I agree on the data type, however I am taking the data from a third party. Not only is the data type wrong for the time, they don't even supply a year for the dates, it is assumed to be this year.

Getting the third party provider to mod their schema is not likely, therefore I have to combine what they give me and manage my own schema.

Why is SQL trying to combine a null date or a time that is not specifically listed in the where clause? It doesn't matter if it is in the compiler, pre-compiler, post-compiler or a direct engine call, it should never be looking at records beyond the where clause.

I don't understand why one would have to double-up on a piece of logic in two areas to have success. The truly bigger concern is that this happens on select statements as well, not just updates. I don't want to conflate the issue with other more detailed queries and views, I just need to understand what is happening here so that I can parlay that into those more complex examples.

EDIT:
Why does it only happen on large datasets? When I break it down in 30 day increments it works fine. I can't run queries based on the predefined record count being known prior to execution, that would be insane.

EDIT2:
It can't be looking at the dataypes and assuming an issue, it works with smaller datasets.

It does matter where it happens. At compile time it doesn't have the data so has to consider the datatypes involved.

it is not looking at any rows beyond the where clause.

With large datasets, you are more likely to see parallelism in the plan ( I think I asked about that before), which means more things happen asynchronously, which is good.
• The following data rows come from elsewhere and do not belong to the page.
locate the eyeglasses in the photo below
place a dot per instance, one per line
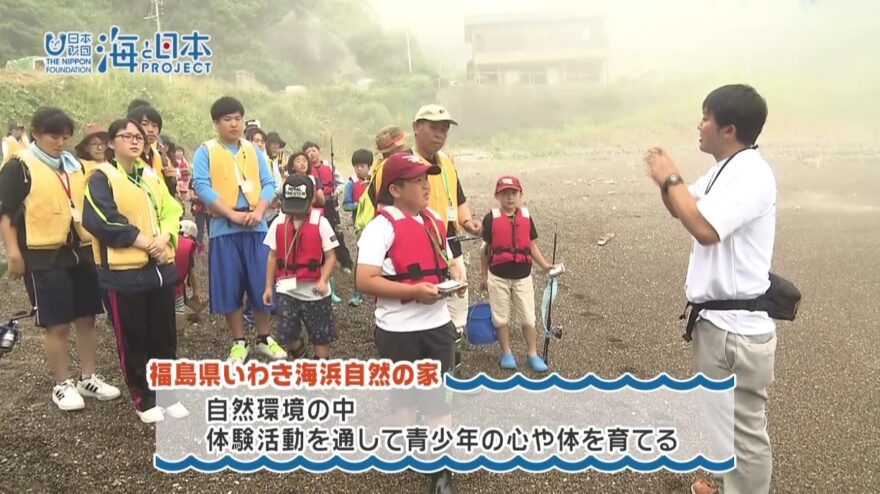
(131, 137)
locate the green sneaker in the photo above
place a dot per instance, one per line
(238, 354)
(271, 350)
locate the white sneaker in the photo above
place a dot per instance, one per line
(238, 353)
(67, 397)
(271, 350)
(177, 411)
(96, 387)
(151, 416)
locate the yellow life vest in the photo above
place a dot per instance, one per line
(444, 191)
(228, 172)
(13, 146)
(140, 204)
(47, 209)
(89, 165)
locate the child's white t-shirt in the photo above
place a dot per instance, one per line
(304, 289)
(391, 314)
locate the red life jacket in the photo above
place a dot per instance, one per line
(324, 174)
(511, 240)
(185, 248)
(358, 187)
(416, 251)
(306, 255)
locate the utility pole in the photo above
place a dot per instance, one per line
(408, 51)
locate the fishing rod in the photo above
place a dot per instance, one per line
(549, 332)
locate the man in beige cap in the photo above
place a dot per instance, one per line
(430, 127)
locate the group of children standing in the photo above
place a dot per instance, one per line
(286, 265)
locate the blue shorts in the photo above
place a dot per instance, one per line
(237, 265)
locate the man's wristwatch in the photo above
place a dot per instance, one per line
(674, 179)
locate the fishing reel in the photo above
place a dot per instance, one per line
(10, 334)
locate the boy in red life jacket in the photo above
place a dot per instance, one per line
(402, 255)
(184, 262)
(301, 259)
(506, 270)
(361, 160)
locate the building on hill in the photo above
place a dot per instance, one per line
(537, 49)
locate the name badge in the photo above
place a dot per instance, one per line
(286, 286)
(452, 215)
(75, 214)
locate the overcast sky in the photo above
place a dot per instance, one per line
(674, 35)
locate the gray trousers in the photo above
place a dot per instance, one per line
(718, 354)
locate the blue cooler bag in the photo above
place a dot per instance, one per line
(480, 330)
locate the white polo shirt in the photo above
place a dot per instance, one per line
(741, 207)
(391, 314)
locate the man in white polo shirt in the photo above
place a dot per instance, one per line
(731, 214)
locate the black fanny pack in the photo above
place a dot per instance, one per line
(780, 302)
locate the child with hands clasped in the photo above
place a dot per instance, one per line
(402, 257)
(509, 236)
(301, 260)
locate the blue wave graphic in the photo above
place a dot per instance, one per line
(591, 380)
(553, 463)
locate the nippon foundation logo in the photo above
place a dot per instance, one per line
(167, 52)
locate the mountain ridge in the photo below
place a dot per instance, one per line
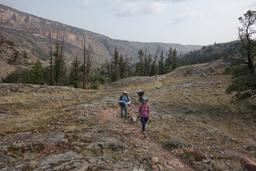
(102, 45)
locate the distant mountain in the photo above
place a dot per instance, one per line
(31, 33)
(211, 53)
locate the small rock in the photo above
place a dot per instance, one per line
(251, 147)
(107, 143)
(155, 160)
(176, 143)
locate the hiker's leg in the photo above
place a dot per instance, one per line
(125, 112)
(142, 120)
(145, 120)
(122, 111)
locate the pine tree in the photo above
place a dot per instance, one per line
(59, 63)
(115, 70)
(168, 61)
(148, 63)
(140, 65)
(174, 59)
(74, 74)
(122, 66)
(154, 67)
(161, 66)
(37, 73)
(51, 73)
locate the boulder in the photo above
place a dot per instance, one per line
(176, 143)
(248, 164)
(107, 143)
(60, 161)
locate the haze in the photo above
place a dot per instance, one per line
(198, 22)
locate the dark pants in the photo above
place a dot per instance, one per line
(143, 123)
(123, 111)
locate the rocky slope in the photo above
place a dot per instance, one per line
(13, 58)
(193, 125)
(31, 33)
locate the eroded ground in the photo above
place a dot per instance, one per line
(193, 125)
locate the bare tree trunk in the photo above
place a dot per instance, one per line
(51, 62)
(249, 56)
(60, 60)
(84, 62)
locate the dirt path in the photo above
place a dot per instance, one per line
(160, 158)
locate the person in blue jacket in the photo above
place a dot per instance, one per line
(124, 100)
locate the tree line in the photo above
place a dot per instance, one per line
(243, 66)
(80, 73)
(146, 65)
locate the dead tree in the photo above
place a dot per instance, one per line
(51, 61)
(246, 35)
(87, 61)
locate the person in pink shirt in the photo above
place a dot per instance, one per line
(144, 113)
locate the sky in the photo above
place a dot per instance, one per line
(197, 22)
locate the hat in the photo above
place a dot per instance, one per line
(144, 98)
(125, 92)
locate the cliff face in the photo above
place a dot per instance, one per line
(31, 32)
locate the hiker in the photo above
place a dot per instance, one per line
(144, 113)
(124, 100)
(140, 94)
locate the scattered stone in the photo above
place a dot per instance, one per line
(251, 147)
(154, 160)
(137, 169)
(176, 143)
(107, 143)
(248, 164)
(60, 161)
(5, 159)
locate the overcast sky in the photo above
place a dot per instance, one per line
(174, 21)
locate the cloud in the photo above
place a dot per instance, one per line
(85, 2)
(253, 4)
(188, 15)
(128, 8)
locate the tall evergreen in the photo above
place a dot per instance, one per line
(115, 70)
(59, 63)
(168, 61)
(37, 73)
(174, 59)
(161, 67)
(148, 63)
(140, 65)
(74, 73)
(122, 66)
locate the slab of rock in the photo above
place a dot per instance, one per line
(35, 141)
(248, 164)
(176, 143)
(251, 147)
(107, 143)
(5, 159)
(65, 161)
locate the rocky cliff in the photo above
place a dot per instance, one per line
(31, 33)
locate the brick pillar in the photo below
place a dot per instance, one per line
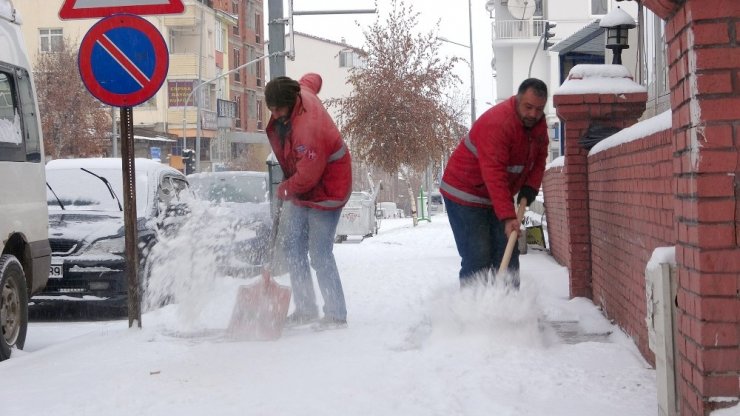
(703, 38)
(578, 110)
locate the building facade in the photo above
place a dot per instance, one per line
(201, 105)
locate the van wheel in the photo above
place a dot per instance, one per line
(13, 305)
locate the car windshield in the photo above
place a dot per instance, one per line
(81, 191)
(230, 188)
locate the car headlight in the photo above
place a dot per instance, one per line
(110, 245)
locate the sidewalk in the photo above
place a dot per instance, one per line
(416, 346)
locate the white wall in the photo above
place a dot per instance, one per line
(321, 57)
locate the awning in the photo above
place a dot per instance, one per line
(153, 139)
(589, 39)
(246, 137)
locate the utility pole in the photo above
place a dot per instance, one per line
(276, 31)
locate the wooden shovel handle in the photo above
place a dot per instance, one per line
(512, 237)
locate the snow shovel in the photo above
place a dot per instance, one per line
(261, 308)
(512, 238)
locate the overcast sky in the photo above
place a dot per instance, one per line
(454, 25)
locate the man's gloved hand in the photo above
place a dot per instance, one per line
(282, 191)
(527, 193)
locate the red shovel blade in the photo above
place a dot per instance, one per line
(260, 310)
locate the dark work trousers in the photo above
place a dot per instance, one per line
(481, 242)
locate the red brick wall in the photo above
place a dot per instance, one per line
(631, 211)
(704, 76)
(553, 186)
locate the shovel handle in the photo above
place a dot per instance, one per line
(512, 238)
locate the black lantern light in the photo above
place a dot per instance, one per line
(617, 24)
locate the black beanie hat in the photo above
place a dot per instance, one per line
(282, 92)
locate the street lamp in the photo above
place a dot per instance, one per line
(472, 75)
(617, 24)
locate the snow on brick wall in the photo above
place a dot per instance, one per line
(631, 212)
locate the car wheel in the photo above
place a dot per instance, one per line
(13, 305)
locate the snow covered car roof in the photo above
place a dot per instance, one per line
(79, 190)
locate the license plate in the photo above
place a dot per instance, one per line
(55, 271)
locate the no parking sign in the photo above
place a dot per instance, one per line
(123, 60)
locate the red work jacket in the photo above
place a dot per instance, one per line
(315, 161)
(495, 159)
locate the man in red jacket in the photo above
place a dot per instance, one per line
(318, 182)
(503, 154)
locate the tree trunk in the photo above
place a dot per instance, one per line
(412, 198)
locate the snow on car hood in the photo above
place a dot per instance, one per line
(85, 226)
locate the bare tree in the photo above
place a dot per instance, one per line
(74, 123)
(397, 117)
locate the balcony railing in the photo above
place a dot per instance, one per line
(518, 29)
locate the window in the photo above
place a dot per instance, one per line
(250, 22)
(252, 104)
(219, 36)
(237, 63)
(260, 115)
(599, 7)
(258, 28)
(251, 54)
(238, 120)
(235, 11)
(539, 9)
(51, 40)
(259, 71)
(19, 135)
(350, 59)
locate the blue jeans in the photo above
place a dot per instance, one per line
(310, 232)
(481, 242)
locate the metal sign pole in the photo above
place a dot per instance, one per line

yes, it can, and does. "works in test" just means there's not enough data to exercise the query properly.

So how does SQL make the determination that a smaller dataset doesn't have an error and a larger one does? I need to kill that process since I know the data I supplied is correct and works 100% of the time. I can shave off some time in SQL's evaluation of the data as the evaluation is not necessary.

DId you look at the parallelism? It may very well be gathering a number of parallel streams and then looking at the data conversion, sees incompatible types and balks. It's why I suggested converting to compatible types (in the CROSS APPLY clauses) in the first place.

Read the execution plan carefully.

I'll brush up on the parallelism. Not a strong suit of mine. I understand the concept and the intent behind it (not unlike threading an application) but I am not anywhere near an expert on it. That may in fact be the piece I am missing.

BTW, thanks for the exchange on ideas and thoughts, I don't want to come off as ungrateful. I really appreciate the dialog today.

I have NOT read the whole thread, so my comments may be useless

if the NOT IN list contains NULL then all bets are off.

From earlier reading of the thread it didn't look like a NOT IN, let alone the list containing NULL, was being used, so I've only picked up on these couple of points just in case it is relevant.